Il nuovo Rettore dovrà altresì riporre enorme attenzione nella proposta del Direttore Generale, vero e proprio manager che la legge Gelmini ha introdotto fra gli organi di Ateneo nel tentativo di importare, anche nel sistema universitario, le logiche di funzionamento proprie del settore privato. Alla luce degli innumerevoli compiti che la legge e lo Statuto di Ateneo attribuiscono al Direttore Generale, non possiamo che auspicare che tale figura venga scelta tra soggetti di elevata qualificazione professionale e comprovata moralità, capaci sempre di ispirare la propria azione a quei principi di imparzialità, efficacia, efficienza, apertura al dialogo e promozione del merito. In questo modo il Direttore Generale potrà svolgere sotto una nuova luce, finalmente positiva, le “attività di organizzazione e gestione del personale e di gestione dei rapporti sindacali e di lavoro” che gli sono attribuite dallo Statuto di Ateneo e che, purtroppo, negli ultimi anni, sono state espletate in maniera assolutamente spregiudicata, arrogante e autoritaria, garantendo solo ad alcuni quello che ai più è stato sistematicamente negato, solo per il fatto di avere meno ascendente presso la governance. Il risultato è il malessere – se non, in alcuni casi, la paura – che serpeggia tra i corridoi dell’Ateneo e che sicuramente non fa bene per cercare di ottenere il miglior rendimento da ogni lavoratore. D’altra parte, non possiamo che stigmatizzare come i tavoli di contrattazione, piuttosto che configurarsi, come sempre avvenuto nella storia dell’Università di Palermo, come occasioni di dialogo, in cui addivenire, grazie al costruttivo contributo delle parti sociali e della parte pubblica, a soluzioni condivise a beneficio dei lavoratori dell’Ateneo, si sono rivelati esclusivamente come dei monologhi in cui la parte pubblica ha messo al corrente le parti sociali di decisioni già prese, cercando al massimo il confronto su questioni marginali. Ci spiace dirlo, ma abbiamo maturato la consapevolezza che gli incontri siano stati fatti più per obbligo di legge che non per non per una reale volontà di confrontarsi su tematiche di interesse comune.

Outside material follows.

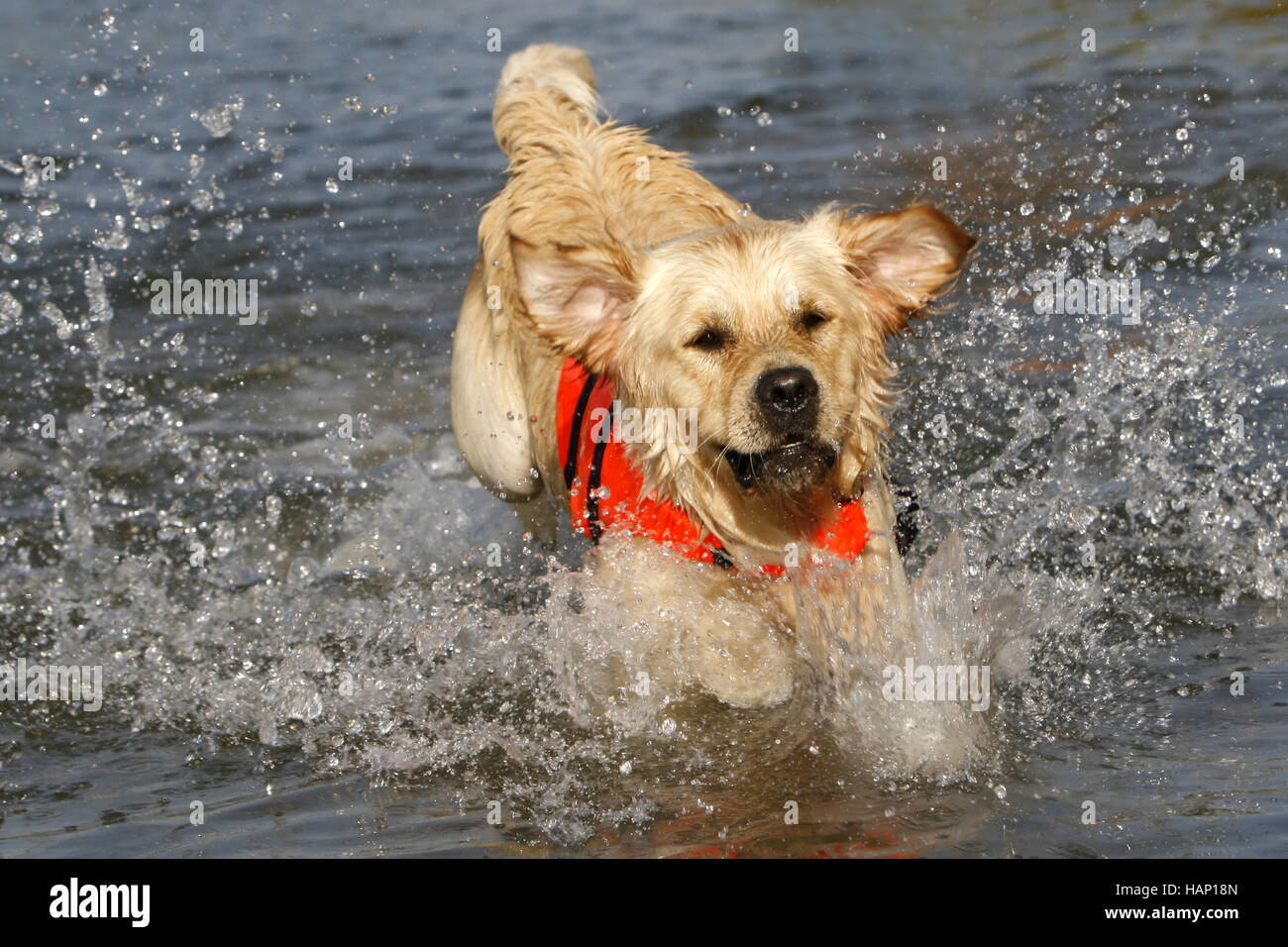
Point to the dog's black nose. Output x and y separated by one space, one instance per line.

Il rilancio dell’Ateneo non può, dunque, prescindere dal ripristino di corrette relazioni sindacali. Poiché le libertà sindacali e il loro esercizio costituiscono due fondamentali connotati del nostro Stato democratico, ben tutelati da precise norme costituzionali, riteniamo utile che il nuovo Rettore condivida l’esigenza di un motivato, convinto e convincente “consenso sociale”, che determini le condizioni indispensabili per favorire una reale e consapevole partecipazione dei lavoratori alle scelte politiche e gestionali del Governo dell’Ateneo. Questa è la prassi democratica che lo Snals conosce e che, speriamo, costituirà uno dei connotati più positivi dell’attività del nuovo Rettore.
È naturale che, di fronte ad una risposta di responsabile consapevolezza e ad una concreta apertura al dialogo da parte del nuovo Rettore, dopo anni di totale chiusura e di manifesta ostilità, lo Snals sarebbe ben disponibile a contribuire, nel pieno rispetto dei ruoli, con idee e con proposte costruttive, alla realizzazione e al rafforzamento delle auspicate innovazioni strutturali, ordinamentali e gestionali di una Università rinnovata nelle sue finalità, nei suoi contenuti e nelle sue strategie di intervento. Va da sé che lo Snals non abdicherà al proprio impegno di incisiva presenza nella difficile situazione attuale perché siamo consapevoli, oggi più di ieri, della necessità di scongiurare fenomeni di rassegnazione e di apatia. Ovviamente, tutto ciò sottende, nella nostra ottica, il rispetto dei diritti sindacali che, negli ultimi anni, sono stati completamente calpestati.